Speaking at the Energy Ireland conference at Croke Park, Andreas Biermann said that while electricity will not get any cheaper, it will be most accessible to the householder due to the growth in renewable sources such as wind and wave.
Mr Biermann said “in homes across Europe the emphasis would be on maximum insulation to ensure minimum heat loss”.
“Use of electricity for heating might not make sense now, but as carbon capturing technologies are developed it will take over from oil. Electricity will be used with solar energy in much more efficiently managed homes” he said.
District pump systems, he predicts, will be used to communally heat apartment blocks and housing estates. Mr Biermann called for government supports to improve energy efficiency in homes and urged the development of interconnected grids so we can have a European energy market.

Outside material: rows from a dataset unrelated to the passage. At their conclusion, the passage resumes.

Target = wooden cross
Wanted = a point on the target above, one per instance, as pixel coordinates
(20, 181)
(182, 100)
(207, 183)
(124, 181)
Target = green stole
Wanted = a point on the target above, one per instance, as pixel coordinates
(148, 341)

ESRI Research Professor John Fitzgerald warned that the future of Irish industry will be in the financial and web-based sector. He urged the need for a common carbon tax across Europe.
“A carbon tax could benefit competitiveness and lead to a reduction in general labour tax. It will encourage investment and research and would be best if it were EU-wide so we remain competitive. Targets are meaningless. Policy is what will change our energy usage and cut greenhouse gas emissions.”
The Government was also urged to give financial and political support to the development of an Irish bio-fuel industry as we have the potential to become world leaders, according to a leading expert in bio-fuels, Michael Cunningham.
Managing director of White Young Green Ireland, Mr Cunningham said that we “have targets but no action plan”. He said the development of the Irish bio-fuel industry would not completely solve our energy supply crisis but it could contribute to it. Bio-fuel is any bio-mass material, such as wood pellets and bio-diesel, that can provide bio-energy.
“In the short term, bio-fuels combined with energy efficiency offer the only real option for reducing our dependency for oil and cutting our greenhouse gas emissions” he said.
Mr Cunningham warned that the planning process for bio-fuel development needs to become more open if we are to build the industry. He also said a “vision for the future” must be put in place.
He warned that we should be able to go some way towards insuring security of supply from within this country. He added that the bio-fuels in industry could supplement the declining farm income and also increase employment in rural communities. The world bio-fuel market was largely untapped and by 2030, at the current rate of increase, transport will be consuming 80% more energy.